HIPEC centers seem to be sprouting up all across the USA in both academic and community medical centers. These trends are concerning because several studies have demonstrated that operative and oncologic outcomes after CRS plus HIPEC are correlated with institutional experience Citation[17,18]. Authors from one high-volume academic center concluded that approximately 180 procedures were required to achieve the lowest risk of incomplete cytoreduction and severe morbidity, and approximately 90 cases were required to improve oncologic outcomes Citation[17]. Perhaps, centers of excellence should be established and accredited to maximize patient outcomes. Although surgeons must carefully choose the right patients for HIPEC, it is equally important that patients choose the right surgeons for HIPEC.

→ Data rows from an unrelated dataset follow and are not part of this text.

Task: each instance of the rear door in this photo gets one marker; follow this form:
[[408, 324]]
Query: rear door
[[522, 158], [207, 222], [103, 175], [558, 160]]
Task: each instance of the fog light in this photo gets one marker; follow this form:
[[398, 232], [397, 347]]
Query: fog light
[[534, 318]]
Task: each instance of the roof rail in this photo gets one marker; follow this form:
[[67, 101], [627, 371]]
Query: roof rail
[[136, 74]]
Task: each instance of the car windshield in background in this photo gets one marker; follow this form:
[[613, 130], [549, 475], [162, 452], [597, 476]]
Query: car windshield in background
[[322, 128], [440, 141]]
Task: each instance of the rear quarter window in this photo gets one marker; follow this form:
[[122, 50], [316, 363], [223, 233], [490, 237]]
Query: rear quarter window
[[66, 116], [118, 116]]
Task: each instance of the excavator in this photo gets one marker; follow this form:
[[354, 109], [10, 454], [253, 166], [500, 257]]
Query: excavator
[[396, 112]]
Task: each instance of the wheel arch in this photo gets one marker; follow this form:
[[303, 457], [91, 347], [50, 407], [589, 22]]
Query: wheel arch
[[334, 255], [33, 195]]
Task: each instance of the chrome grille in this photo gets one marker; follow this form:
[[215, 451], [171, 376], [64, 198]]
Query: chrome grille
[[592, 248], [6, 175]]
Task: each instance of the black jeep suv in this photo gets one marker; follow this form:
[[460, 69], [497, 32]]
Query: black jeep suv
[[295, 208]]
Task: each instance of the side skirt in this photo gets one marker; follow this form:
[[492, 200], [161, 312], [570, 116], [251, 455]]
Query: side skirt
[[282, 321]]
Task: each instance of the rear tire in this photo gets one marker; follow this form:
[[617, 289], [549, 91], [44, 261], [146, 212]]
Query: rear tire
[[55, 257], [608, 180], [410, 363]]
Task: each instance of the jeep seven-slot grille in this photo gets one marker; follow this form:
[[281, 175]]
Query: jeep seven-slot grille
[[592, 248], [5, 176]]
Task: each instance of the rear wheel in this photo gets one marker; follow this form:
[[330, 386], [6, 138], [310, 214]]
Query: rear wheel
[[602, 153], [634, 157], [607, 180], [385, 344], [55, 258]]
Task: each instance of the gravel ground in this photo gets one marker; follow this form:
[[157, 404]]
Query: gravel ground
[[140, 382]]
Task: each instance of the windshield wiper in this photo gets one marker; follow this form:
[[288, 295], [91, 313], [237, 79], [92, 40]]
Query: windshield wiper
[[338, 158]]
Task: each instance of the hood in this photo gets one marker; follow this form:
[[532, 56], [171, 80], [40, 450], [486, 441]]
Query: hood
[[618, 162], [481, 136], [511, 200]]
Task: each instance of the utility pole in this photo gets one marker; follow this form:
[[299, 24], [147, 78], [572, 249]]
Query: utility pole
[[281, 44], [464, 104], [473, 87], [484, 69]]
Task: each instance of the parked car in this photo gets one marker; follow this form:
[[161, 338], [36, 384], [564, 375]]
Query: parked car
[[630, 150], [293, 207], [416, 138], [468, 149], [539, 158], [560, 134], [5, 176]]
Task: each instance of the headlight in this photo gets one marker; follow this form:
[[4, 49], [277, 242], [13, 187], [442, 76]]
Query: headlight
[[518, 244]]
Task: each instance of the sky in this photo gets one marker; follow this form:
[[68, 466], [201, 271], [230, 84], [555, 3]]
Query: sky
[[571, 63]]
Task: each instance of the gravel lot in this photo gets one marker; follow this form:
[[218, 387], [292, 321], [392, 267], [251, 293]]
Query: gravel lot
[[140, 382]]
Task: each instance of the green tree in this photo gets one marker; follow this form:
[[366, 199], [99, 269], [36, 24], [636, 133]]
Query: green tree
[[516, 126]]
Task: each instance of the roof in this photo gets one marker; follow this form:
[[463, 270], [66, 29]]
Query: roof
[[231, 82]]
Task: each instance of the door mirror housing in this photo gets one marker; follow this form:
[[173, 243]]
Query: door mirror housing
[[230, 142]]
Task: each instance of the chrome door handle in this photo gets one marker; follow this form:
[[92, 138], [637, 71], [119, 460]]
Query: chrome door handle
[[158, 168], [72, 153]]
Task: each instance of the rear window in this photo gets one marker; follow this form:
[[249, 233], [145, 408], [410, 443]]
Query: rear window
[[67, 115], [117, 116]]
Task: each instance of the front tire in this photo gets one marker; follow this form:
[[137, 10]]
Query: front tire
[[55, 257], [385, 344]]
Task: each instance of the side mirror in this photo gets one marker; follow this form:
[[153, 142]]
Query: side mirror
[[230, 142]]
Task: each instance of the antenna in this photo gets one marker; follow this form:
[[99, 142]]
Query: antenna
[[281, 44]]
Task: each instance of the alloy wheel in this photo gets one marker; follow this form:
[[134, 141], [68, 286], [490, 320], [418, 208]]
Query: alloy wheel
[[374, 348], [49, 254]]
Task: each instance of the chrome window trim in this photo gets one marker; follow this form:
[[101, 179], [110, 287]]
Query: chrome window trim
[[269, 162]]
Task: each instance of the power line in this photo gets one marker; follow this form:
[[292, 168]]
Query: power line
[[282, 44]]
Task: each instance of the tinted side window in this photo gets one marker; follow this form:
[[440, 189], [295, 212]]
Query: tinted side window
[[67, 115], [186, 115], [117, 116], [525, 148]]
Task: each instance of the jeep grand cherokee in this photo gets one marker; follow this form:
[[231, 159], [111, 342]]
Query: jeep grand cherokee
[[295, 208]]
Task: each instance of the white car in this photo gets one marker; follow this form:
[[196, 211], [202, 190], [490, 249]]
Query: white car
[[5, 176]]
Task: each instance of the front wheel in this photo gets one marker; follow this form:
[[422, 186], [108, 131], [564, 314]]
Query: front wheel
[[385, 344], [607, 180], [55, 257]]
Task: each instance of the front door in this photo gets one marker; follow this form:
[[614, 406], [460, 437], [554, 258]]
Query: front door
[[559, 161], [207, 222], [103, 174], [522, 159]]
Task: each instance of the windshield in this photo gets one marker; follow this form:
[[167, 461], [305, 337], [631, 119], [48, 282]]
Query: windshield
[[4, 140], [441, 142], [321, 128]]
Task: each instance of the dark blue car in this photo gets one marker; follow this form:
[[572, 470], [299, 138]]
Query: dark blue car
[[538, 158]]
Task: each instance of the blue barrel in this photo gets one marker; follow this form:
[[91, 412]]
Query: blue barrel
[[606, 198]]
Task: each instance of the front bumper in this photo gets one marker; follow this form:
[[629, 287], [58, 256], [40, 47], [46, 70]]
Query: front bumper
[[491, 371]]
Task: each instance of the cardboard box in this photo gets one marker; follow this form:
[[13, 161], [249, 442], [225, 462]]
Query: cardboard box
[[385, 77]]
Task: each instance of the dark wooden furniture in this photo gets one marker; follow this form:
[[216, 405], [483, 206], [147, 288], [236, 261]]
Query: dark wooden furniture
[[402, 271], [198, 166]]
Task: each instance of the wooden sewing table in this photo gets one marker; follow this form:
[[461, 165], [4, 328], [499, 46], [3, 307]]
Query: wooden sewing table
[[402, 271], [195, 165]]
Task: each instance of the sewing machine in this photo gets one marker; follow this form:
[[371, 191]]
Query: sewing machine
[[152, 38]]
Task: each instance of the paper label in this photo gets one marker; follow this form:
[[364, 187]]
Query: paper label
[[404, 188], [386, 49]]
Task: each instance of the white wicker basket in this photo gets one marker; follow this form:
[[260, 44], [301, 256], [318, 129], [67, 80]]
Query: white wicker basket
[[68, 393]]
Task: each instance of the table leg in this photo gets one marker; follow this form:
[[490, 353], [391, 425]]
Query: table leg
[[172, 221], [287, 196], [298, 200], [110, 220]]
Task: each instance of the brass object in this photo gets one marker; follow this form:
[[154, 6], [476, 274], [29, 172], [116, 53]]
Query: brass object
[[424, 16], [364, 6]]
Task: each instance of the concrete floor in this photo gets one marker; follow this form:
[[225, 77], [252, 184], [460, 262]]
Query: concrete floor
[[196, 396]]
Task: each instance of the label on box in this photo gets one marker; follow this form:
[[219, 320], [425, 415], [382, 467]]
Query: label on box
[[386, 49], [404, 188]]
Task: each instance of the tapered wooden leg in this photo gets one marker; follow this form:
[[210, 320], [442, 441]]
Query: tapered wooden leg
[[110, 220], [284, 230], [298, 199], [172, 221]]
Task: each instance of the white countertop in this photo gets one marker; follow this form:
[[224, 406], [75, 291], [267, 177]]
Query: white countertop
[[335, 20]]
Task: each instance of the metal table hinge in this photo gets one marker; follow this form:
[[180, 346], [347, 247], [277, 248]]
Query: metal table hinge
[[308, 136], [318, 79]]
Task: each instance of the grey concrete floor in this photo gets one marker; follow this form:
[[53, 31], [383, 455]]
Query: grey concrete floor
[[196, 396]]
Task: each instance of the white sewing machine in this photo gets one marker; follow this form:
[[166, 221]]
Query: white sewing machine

Financial & competing interests disclosure

The authors have no relevant affiliations or financial involvement with any organization or entity with a financial interest in or financial conflict with the subject matter or materials discussed in the manuscript. This includes employment, consultancies, honoraria, stock ownership or options, expert testimony, grants or patents received or pending, or royalties.

No writing assistance was utilized in the production of this manuscript.